You cannot avoid the subjectiveness of HDTV; The ITU-R BT.709-5 (latest version -2002-) defines:
The executive summary is not a definition, nor is, as the iteration you quote, a footnote in a section on color space a definition to resolution.
HDTV is a set of standards. It is not subjective. To address any concerns that 720p is a uniquely American phenomenon, I refer you to the EBU (*European* Broadcasting Union) Technical Committee: "

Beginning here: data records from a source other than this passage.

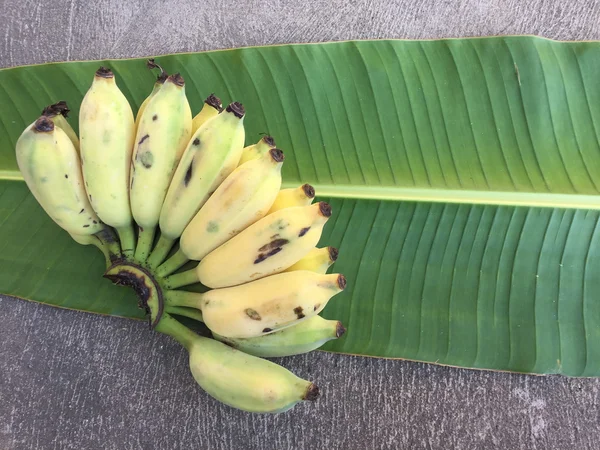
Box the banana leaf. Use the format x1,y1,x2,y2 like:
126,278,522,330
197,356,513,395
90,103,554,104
0,36,600,377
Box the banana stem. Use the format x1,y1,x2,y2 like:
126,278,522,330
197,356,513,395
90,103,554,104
148,234,175,269
134,227,156,263
95,228,122,264
155,313,200,352
164,268,200,289
117,224,135,259
165,305,203,322
163,290,202,310
156,249,189,278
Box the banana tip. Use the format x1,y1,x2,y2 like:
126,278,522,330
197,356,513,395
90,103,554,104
337,273,346,291
204,94,223,112
327,247,340,262
302,383,320,402
33,116,54,133
302,183,315,198
269,148,285,163
96,66,115,78
319,202,331,217
335,321,346,339
226,102,246,119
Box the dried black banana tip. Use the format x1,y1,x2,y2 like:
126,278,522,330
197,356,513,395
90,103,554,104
302,383,319,402
204,94,223,112
226,102,246,119
33,116,54,133
262,136,276,148
269,148,285,163
96,66,115,78
335,321,346,339
337,273,346,291
319,202,331,217
167,72,185,87
302,184,315,198
146,58,169,83
42,100,71,118
327,247,340,262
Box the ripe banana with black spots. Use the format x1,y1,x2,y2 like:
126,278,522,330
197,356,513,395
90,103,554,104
284,247,339,273
213,316,346,358
239,136,276,166
156,314,319,413
156,149,284,277
42,101,79,154
165,270,346,338
196,202,331,288
269,184,315,214
16,116,120,262
192,94,223,134
135,58,169,133
129,74,192,262
148,102,245,267
79,67,135,257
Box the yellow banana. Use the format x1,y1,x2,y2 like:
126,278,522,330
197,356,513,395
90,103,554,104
238,136,276,166
42,101,79,154
213,316,346,358
156,314,319,413
196,202,331,288
129,74,192,262
165,270,346,338
16,116,104,235
192,94,223,134
269,184,315,214
284,247,339,273
135,58,169,133
148,102,245,268
79,67,135,257
156,149,283,277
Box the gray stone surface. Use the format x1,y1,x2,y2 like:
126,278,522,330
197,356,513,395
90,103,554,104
0,0,600,450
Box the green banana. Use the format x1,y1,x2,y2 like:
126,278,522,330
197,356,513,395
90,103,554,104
268,184,315,214
156,149,284,277
165,270,346,338
156,313,319,413
129,74,192,262
238,136,276,166
213,316,346,358
16,116,120,260
192,94,223,134
135,58,169,134
79,67,135,257
148,102,245,268
196,202,331,288
42,101,79,154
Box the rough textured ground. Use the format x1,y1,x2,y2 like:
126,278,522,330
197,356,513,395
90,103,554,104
0,0,600,450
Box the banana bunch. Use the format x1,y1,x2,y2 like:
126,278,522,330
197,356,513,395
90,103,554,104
16,59,346,413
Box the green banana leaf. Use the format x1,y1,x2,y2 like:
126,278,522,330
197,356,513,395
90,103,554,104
0,37,600,376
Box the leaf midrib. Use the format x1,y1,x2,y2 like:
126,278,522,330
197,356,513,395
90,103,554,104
0,174,600,210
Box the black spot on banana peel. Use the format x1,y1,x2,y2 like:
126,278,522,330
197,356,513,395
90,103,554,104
96,66,115,78
302,183,315,198
183,161,194,187
42,100,71,118
244,308,262,320
33,116,54,133
225,102,246,119
204,94,223,112
104,261,164,329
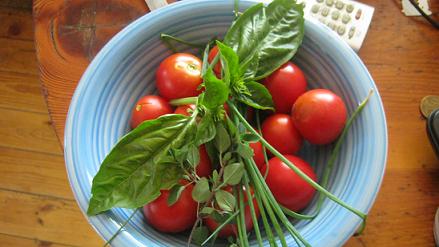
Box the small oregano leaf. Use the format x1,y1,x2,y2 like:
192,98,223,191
223,163,244,185
215,190,236,212
168,184,185,206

a minimum of 720 vertical lines(PDF)"
I'll also refer you to the (groan) Wikipedia article on HDTV, which has a very clear chart that accurately reflects the embodiment of international standards:
here
Finally, I'll refer to Samsung's excellent guide for beginners:
here
ATSC and DVB both define SDTV and HDTV standards (there is no such thing as EDTV except in marketing), and all 720 vertical-line formats and higher are classified as HDTV per A/53.
Actually, if you were following the controversy, you should remember that the issue wasn't that 720p wasn't 'high definition', it was that they objected to the inclusion of multiple resolutions and formats in the standard. In other words, they urged "HDTV" to be defined as 1920x1080 progressive and nothing else. 720p would have to be called something else, as would 2160p, as would 1080i. As history has played out, that view did not prevail (for better or worse). They objected to 1080i being called HDTV for about a decade before revising their position to "just 1920x1080"--but within a few years, they'd lost that argument, too.
But this is more considered to be enhanced TV rather than HD (like 480p60).
Considering that neither ATSC nor DVB, let alone ITU-R, EBU, ISDB, or the FCC, have any idea what "enhanced TV" is, I think we all can move on. "EDTV" is marketing and nothing else. SDTV and HDTV are the only two officially recognized kinds of DTV worldwide.
The distinction is clean and intuitive as it actually exists. 480/576 formats are SDTV; 720p and higher are HDTV. Splitting the resolutions around a convoluted scheme of framerate and color space, including some but not others is needlessly complex and detracts from the central and immediate difference between HD and other content: resolution. Since 720p and 1080i share the same approximate effective vertical resolution (due to idiosyncrasies in the production of most 1080i), it would be odd to separate them in that way. I can see how you would come away from reading on ITU-R BT.709 with that impression, since it is dominated by issues of colorspace reproduction (i.e. predominantly sRGB), not by broadcasting (ATSC/DVB) or image production.
yeh but come on, what is the main point of editing HD - to deliver it in the most natural format, which in 2008 is probably disc.
still i agree in principle with what you say
I think it's more accurate to say that the point of editing HD is to preserve as much of the original content as possible so that when moving to final production, your final encoding is the only source of quality loss. Delivery in the "most natural format" as of today would still be DVD, so encoding for DVD would entail a loss of HD. As has been said, however, HD-DVD players can play back properly encoded HD video from a DVD.